In search of the perfect linestage...

Over the past few months I've started constructing linestages. Unlike amplifiers, linestages are fairly inexpensive to put together, especially with a well stocked cellar. Many of these designs were optimized to use parts I had on hand - most power transformers were scavenged as were many sockets, caps and even knobs (Yup, most of the knobs came from an old Tektronics scope).

My first attempt was derived from the SRPP design that Russ Sadd had on his website. I made use of minature types (6CG7, 0A2) as well as solid state rectification. It's a wonderful sounding, but unfortunately has way too much gain. I ended up padding down the input to around -30 to -50db.

I tried using stepped attenuators similar to the Sweet Whisper's that Bottlehead sells. Mouser Electronics has the same switches at a very reasonable price. Sheldon Stoke's has a nice Javascript to calculate the resistor values. There were two downsides to this - first these switches don't have a detent, and you can turn the switch past zero and get blasted. Secondly, they don't stand up well to heavy use and quickly get noisy. I eventually replaced it with the 100K alps stereo potentiometer (part # 271-1732) that Radio Shack sells for around $2. They are quiet, track well and sound fine. Radio Shack has a winner here for a great price.

My second attempt made use of a simple design based on the 5687 that I found thru the Joelist. I don't know the original designer but would love to give appropriate credit if anyone does! I used a 6X5 rectifier along with a regulated B+ similar to the above design. It is a very nice sounding linestage for such a simple design. It's currently living across town with James Melhuish - take a peek at his full range speaker page when you get a second!

Attempt #3 was based on the same design, but I abandoned the regulation. I like the unregulated version better sonically as well as aesthetically.

My latest linestage started out as Jack Elliano's Ultrapath design. Unfortunately I underestimated the distance needed between the power transformer and the output transformers. The hum was quite excessive. I'll rebuild it later using a separate chassis for the power transformer.

I changed the circuit to a simple voltage gain stage. The schematics are here for the linestage and power supply. Two more views are here and here. A few words about the power supply. I made use of a interesting part by Keystone Thermometrics - the CL110 inrush current limiter.
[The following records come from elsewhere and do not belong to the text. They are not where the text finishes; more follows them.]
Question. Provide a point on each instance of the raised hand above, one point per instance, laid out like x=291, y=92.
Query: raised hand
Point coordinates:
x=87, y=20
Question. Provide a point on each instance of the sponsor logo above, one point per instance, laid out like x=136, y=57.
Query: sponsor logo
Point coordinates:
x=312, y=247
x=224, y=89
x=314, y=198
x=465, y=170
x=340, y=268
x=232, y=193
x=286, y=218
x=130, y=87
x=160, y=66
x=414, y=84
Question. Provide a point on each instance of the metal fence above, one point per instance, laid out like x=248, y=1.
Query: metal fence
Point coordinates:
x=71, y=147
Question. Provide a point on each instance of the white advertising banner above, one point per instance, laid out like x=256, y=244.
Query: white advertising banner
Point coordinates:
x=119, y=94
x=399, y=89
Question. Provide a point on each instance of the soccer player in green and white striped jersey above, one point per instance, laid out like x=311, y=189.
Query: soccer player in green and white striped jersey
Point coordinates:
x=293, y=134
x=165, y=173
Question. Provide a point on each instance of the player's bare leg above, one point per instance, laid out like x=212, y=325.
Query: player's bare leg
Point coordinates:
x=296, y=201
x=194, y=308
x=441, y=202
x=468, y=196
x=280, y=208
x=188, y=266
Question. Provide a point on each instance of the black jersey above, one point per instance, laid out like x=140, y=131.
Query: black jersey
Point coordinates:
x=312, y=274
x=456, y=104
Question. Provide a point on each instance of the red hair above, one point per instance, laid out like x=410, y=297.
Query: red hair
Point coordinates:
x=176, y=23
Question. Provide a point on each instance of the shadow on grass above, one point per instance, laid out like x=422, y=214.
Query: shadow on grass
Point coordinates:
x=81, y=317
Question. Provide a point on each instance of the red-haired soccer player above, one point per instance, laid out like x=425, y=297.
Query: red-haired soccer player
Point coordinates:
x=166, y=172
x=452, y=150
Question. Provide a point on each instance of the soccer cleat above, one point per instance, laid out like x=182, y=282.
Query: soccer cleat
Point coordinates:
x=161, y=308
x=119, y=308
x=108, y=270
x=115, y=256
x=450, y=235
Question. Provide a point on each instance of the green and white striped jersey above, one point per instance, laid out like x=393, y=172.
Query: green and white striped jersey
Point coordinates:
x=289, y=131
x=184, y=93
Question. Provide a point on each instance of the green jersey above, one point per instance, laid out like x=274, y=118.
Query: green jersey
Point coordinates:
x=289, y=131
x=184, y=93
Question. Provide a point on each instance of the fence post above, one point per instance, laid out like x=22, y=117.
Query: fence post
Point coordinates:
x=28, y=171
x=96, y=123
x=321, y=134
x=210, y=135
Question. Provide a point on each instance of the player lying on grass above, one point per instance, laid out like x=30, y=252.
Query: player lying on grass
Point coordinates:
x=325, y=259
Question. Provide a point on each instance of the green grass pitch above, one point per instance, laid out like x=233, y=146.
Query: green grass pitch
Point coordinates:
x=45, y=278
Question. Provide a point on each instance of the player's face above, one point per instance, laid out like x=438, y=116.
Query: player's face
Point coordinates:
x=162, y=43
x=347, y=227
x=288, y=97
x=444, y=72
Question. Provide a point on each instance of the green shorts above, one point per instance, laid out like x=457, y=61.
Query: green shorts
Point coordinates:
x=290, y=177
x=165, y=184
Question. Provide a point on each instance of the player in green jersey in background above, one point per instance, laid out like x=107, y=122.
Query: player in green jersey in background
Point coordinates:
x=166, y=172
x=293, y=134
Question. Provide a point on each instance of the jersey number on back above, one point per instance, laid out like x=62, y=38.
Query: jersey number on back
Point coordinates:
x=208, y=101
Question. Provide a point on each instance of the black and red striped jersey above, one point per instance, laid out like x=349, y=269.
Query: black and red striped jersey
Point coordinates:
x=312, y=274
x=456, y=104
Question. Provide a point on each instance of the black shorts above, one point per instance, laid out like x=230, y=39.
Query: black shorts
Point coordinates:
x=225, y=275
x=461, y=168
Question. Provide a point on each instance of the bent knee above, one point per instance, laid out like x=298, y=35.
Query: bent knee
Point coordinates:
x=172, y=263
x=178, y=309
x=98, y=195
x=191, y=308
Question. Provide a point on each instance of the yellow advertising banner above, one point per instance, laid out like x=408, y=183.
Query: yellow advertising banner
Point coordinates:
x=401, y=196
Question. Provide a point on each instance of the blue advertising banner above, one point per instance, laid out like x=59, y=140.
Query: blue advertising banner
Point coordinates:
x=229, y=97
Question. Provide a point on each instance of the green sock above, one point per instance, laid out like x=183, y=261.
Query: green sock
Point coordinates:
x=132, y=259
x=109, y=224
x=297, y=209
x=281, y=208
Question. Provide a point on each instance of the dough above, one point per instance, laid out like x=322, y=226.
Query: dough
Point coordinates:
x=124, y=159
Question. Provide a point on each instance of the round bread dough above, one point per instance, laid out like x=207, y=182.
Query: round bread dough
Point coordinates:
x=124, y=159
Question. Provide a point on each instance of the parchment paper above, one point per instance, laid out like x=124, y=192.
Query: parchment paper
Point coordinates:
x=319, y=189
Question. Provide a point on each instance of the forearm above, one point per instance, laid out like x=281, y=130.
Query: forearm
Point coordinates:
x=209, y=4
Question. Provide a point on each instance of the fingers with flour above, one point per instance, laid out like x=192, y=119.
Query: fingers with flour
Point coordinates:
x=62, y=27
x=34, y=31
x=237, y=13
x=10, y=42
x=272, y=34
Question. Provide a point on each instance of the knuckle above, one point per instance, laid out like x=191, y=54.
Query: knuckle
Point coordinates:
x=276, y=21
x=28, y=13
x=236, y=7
This gives a nice slow start. The filter cap on the filament is clearly excessive, but I had it lying around.

Ok, there's a reward for reading this far down the page - I'll let you in on a tip about one of my favorite tubes! Did you notice the 2C22 (or 7193) tubes? These unusual tubes are unique in that they have both a grid and plate cap in a GT style bottle. Take a look at the spec's here. They are surprisingly similar to a 6J5 or 1/2 of a 6SN7. These blow away any 6J5 or 6SN7 I've yet tried and are inexpensive. Just watch the plate caps around your kids.

Baby Blue - A Western Electric Based Linestage!

My latest linestage was prompted by a hamfest purchase of a moderate quantity of Western Electric 407A tubes. Specs for the 407A are available on my Data page The 407A is essentially a 20/40 volt version of the WE 396A / 2C51 twin triode. Don't be turned off by the odd filament voltage - it is easily provided by a 25vac transformer and a LM7820 voltage regulator. Each tube draws 100ma @ 20v and the regulator barely gets warm powering both tubes.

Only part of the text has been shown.